Die Story wirkt anfangs recht konfus. Die geneigte Leserschaft muss sich schnell einen Überblick verschaffen. Doch auch für erfahrene Krimi-Fans ist dies nicht leicht. Immerhin gilt, es den Mörder zu identifizieren. Daher wirkt der Anfang eher holprig und es ist ein gutes Maß an Konzentration nötig, um sich der Story anzunehmen.
Die Protagonisten wie Kronprinz Kellam wirken recht blass und bekommen erst nach und nach eine bessere Vita. Dessen Braut Prinzessin Melarie wurde als Stellvertreterin ihrer Schwester geschickt und soll ab jetzt deren Platz einnehmen. Dazu kommen die weiteren Protagonisten und ein unheilvolles Zeichen in Form einer Winterlilie. Zudem scheint ein Gott involviert, den es eigentlich gar nicht geben dürfte.

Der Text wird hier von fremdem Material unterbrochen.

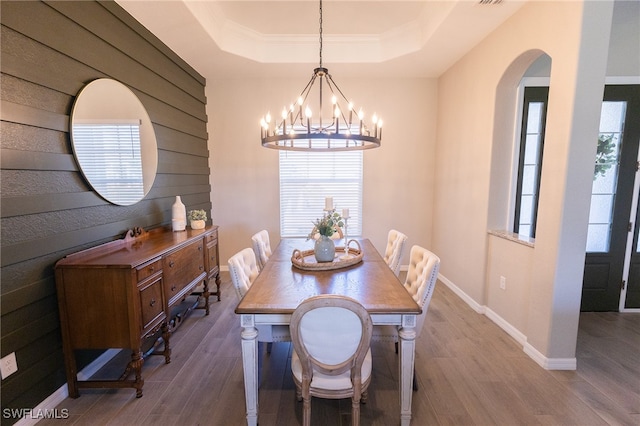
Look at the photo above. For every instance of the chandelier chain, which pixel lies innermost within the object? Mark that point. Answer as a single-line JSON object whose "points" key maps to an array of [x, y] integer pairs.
{"points": [[320, 33], [344, 130]]}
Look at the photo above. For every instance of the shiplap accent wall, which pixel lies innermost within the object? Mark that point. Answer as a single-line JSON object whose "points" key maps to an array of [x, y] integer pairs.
{"points": [[50, 50]]}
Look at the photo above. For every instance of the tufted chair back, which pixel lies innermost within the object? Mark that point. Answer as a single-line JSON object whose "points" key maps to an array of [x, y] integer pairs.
{"points": [[393, 252], [421, 279], [261, 247], [243, 270]]}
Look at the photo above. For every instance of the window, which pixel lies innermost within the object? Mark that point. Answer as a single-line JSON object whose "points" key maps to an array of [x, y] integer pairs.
{"points": [[534, 114], [110, 158], [306, 178]]}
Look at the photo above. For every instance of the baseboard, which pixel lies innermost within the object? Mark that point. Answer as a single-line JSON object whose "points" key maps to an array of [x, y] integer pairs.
{"points": [[550, 363], [517, 335], [47, 407]]}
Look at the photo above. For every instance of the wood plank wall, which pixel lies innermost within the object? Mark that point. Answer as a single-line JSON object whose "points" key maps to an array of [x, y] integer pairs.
{"points": [[50, 50]]}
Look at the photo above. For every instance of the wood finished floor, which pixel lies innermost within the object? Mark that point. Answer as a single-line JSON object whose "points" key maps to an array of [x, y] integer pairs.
{"points": [[469, 372]]}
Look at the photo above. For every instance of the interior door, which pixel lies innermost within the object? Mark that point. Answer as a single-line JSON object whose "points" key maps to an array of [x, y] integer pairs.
{"points": [[612, 266]]}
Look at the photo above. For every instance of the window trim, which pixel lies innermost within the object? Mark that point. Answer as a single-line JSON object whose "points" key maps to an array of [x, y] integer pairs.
{"points": [[531, 90]]}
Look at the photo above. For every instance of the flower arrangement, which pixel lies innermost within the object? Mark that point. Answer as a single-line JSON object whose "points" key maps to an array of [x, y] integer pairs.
{"points": [[197, 215], [327, 224]]}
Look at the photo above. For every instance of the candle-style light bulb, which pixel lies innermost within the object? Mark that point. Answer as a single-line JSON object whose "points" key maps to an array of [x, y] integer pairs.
{"points": [[307, 113]]}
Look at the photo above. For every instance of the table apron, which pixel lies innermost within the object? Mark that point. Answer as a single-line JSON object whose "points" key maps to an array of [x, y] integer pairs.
{"points": [[250, 320]]}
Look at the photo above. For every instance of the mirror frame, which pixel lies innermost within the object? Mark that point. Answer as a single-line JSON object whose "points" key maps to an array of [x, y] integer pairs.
{"points": [[106, 102]]}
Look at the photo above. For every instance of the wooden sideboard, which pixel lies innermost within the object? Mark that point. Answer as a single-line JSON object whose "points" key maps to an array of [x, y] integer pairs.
{"points": [[120, 293]]}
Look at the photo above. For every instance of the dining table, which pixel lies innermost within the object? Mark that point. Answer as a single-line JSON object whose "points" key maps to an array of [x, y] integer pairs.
{"points": [[282, 285]]}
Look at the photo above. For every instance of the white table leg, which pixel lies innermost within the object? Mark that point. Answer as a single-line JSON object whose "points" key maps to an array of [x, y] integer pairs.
{"points": [[250, 367], [407, 349]]}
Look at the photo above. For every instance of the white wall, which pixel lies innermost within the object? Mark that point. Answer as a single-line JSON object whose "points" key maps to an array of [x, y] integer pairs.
{"points": [[398, 176], [442, 174], [475, 137]]}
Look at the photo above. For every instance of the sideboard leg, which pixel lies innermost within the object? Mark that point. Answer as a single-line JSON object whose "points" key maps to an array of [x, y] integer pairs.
{"points": [[166, 336], [136, 363]]}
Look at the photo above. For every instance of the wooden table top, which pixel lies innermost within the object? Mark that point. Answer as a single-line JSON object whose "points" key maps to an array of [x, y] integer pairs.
{"points": [[281, 287]]}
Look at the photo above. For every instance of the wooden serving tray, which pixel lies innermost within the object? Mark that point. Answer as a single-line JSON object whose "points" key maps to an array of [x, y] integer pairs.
{"points": [[307, 261]]}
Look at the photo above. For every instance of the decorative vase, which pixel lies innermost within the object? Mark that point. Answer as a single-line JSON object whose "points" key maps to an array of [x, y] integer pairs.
{"points": [[324, 249], [178, 215], [197, 224]]}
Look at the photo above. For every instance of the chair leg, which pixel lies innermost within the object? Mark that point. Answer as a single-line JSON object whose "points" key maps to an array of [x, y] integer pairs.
{"points": [[306, 411], [355, 412]]}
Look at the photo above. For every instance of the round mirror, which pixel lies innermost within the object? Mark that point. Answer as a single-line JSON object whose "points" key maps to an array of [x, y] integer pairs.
{"points": [[114, 142]]}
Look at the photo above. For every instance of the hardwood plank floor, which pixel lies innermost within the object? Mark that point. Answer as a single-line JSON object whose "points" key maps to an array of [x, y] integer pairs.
{"points": [[469, 372]]}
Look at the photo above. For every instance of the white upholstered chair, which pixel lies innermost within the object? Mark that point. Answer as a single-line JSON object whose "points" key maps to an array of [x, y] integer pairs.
{"points": [[244, 270], [393, 252], [420, 283], [331, 358], [261, 247]]}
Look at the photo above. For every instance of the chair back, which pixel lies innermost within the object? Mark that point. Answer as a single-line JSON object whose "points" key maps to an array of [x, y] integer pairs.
{"points": [[261, 247], [331, 334], [393, 252], [243, 270], [421, 279]]}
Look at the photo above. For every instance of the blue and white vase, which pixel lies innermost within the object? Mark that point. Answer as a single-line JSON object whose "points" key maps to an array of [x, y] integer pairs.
{"points": [[324, 249]]}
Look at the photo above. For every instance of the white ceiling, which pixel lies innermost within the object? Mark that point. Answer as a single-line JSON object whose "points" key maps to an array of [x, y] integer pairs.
{"points": [[379, 38]]}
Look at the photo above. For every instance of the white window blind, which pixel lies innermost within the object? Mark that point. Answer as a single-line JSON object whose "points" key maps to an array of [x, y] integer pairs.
{"points": [[109, 154], [306, 178]]}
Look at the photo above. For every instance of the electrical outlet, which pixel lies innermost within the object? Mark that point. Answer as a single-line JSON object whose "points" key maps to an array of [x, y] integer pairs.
{"points": [[8, 365]]}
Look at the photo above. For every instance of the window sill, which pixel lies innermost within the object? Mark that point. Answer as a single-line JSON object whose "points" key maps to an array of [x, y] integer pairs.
{"points": [[520, 239]]}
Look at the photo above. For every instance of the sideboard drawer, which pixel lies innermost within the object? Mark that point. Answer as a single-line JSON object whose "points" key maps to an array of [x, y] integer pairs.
{"points": [[212, 236], [151, 305], [181, 268], [149, 269]]}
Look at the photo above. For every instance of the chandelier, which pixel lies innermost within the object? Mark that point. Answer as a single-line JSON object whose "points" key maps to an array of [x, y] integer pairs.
{"points": [[336, 128]]}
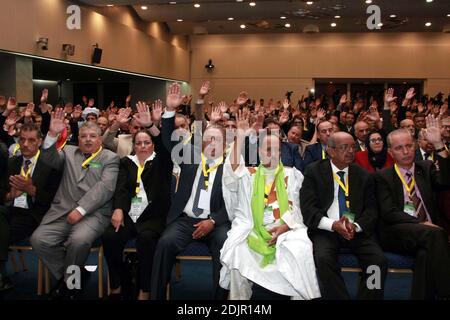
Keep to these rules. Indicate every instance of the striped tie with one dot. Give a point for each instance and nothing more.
(418, 204)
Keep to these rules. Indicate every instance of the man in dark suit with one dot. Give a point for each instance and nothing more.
(410, 221)
(318, 151)
(337, 200)
(27, 195)
(198, 210)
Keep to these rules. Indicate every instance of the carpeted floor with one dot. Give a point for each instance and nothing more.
(195, 283)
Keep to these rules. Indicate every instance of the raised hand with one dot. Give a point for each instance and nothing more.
(284, 117)
(11, 104)
(174, 97)
(57, 123)
(242, 98)
(29, 110)
(223, 106)
(410, 94)
(286, 103)
(389, 95)
(433, 133)
(44, 96)
(124, 115)
(157, 111)
(216, 115)
(143, 117)
(204, 89)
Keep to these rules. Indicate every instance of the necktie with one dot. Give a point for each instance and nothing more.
(26, 166)
(200, 186)
(418, 204)
(341, 195)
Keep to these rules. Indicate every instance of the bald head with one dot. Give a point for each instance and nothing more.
(341, 149)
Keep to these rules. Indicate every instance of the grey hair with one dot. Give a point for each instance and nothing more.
(92, 126)
(395, 133)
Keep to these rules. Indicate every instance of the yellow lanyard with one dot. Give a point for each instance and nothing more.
(344, 187)
(16, 148)
(268, 186)
(63, 145)
(413, 182)
(188, 139)
(86, 162)
(138, 179)
(207, 172)
(27, 174)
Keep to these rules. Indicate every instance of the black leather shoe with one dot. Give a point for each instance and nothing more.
(59, 291)
(5, 283)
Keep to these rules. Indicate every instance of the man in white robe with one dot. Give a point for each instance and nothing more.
(291, 271)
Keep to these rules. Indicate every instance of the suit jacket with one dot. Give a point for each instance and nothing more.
(313, 153)
(362, 159)
(46, 180)
(91, 188)
(156, 178)
(187, 178)
(391, 197)
(317, 195)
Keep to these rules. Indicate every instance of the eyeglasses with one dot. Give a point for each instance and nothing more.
(144, 143)
(375, 140)
(346, 147)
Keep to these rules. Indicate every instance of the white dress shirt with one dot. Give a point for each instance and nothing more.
(326, 223)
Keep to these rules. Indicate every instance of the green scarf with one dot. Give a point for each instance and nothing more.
(258, 241)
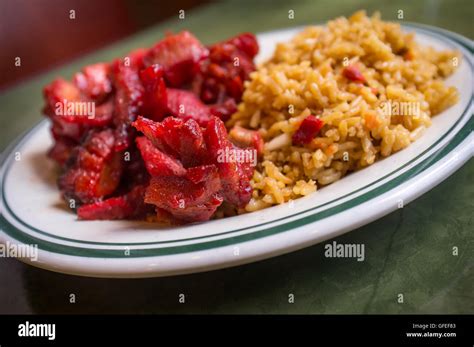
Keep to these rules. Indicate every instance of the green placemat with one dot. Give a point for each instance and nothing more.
(408, 253)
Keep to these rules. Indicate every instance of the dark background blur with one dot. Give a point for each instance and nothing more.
(40, 31)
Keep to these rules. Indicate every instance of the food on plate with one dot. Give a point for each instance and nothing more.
(144, 135)
(337, 98)
(186, 132)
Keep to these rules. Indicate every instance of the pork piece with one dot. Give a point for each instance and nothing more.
(65, 106)
(235, 176)
(184, 104)
(155, 95)
(94, 81)
(184, 199)
(193, 191)
(308, 129)
(178, 138)
(158, 163)
(179, 56)
(229, 64)
(130, 205)
(128, 98)
(93, 170)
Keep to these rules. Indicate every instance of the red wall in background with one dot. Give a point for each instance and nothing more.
(42, 34)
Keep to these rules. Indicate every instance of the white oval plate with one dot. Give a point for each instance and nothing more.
(33, 214)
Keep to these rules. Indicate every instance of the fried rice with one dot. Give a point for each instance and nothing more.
(305, 77)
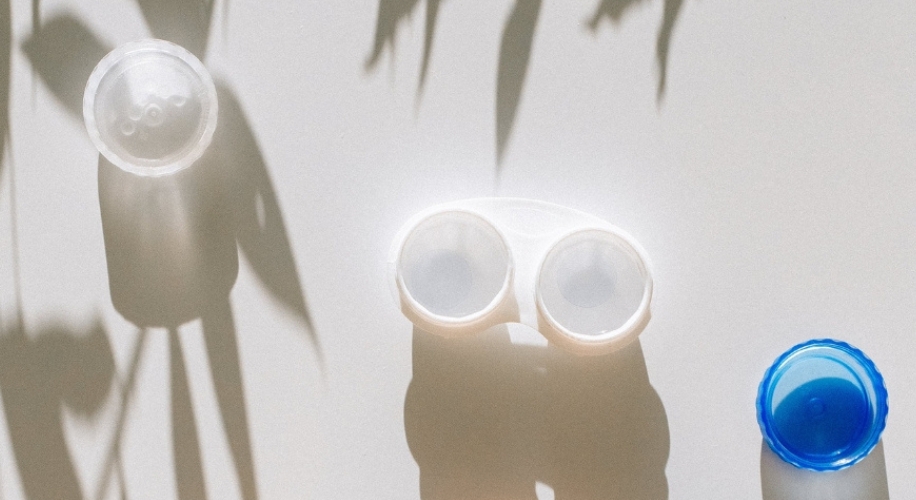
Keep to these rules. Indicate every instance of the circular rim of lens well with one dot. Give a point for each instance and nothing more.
(449, 321)
(855, 454)
(151, 169)
(625, 333)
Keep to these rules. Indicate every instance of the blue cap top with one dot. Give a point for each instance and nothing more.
(822, 405)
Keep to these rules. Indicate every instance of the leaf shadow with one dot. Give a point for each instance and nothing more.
(189, 473)
(184, 22)
(614, 11)
(6, 40)
(41, 374)
(514, 55)
(63, 54)
(488, 419)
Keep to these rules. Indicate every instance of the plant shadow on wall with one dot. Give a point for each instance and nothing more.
(515, 48)
(488, 419)
(172, 245)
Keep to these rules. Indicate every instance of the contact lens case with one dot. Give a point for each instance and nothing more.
(459, 268)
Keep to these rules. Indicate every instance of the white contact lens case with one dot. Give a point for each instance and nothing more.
(459, 268)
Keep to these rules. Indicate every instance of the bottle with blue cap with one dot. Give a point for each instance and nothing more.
(822, 405)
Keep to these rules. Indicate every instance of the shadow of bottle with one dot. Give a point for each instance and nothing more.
(40, 376)
(171, 247)
(488, 419)
(867, 480)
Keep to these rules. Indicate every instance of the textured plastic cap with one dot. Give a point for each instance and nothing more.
(593, 286)
(822, 405)
(150, 107)
(454, 267)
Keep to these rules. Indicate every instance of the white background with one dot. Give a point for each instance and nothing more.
(772, 185)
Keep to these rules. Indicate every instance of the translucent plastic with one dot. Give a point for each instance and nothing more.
(150, 107)
(468, 265)
(822, 405)
(591, 283)
(454, 266)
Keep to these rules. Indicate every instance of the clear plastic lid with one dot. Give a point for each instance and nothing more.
(454, 267)
(150, 107)
(822, 405)
(593, 285)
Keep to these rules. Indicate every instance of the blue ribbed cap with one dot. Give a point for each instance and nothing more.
(822, 405)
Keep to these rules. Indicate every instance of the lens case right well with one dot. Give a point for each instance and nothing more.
(460, 268)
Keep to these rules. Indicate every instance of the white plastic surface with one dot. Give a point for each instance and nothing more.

Wer Krimis mag, die sich nicht so leicht aufklären lassen, ist mit diesem Band garantiert gut bedient. Die Auflösung ist nicht einfach. Immer wenn man denkt, aha das ist der Bösewicht, ist es wie bei „Games of Thrones“: Der - oder die – Nächste, bitte. Wer sich zudem ein wenig gruseln möchte, ist bei diesem Abenteuer bestens aufgehoben.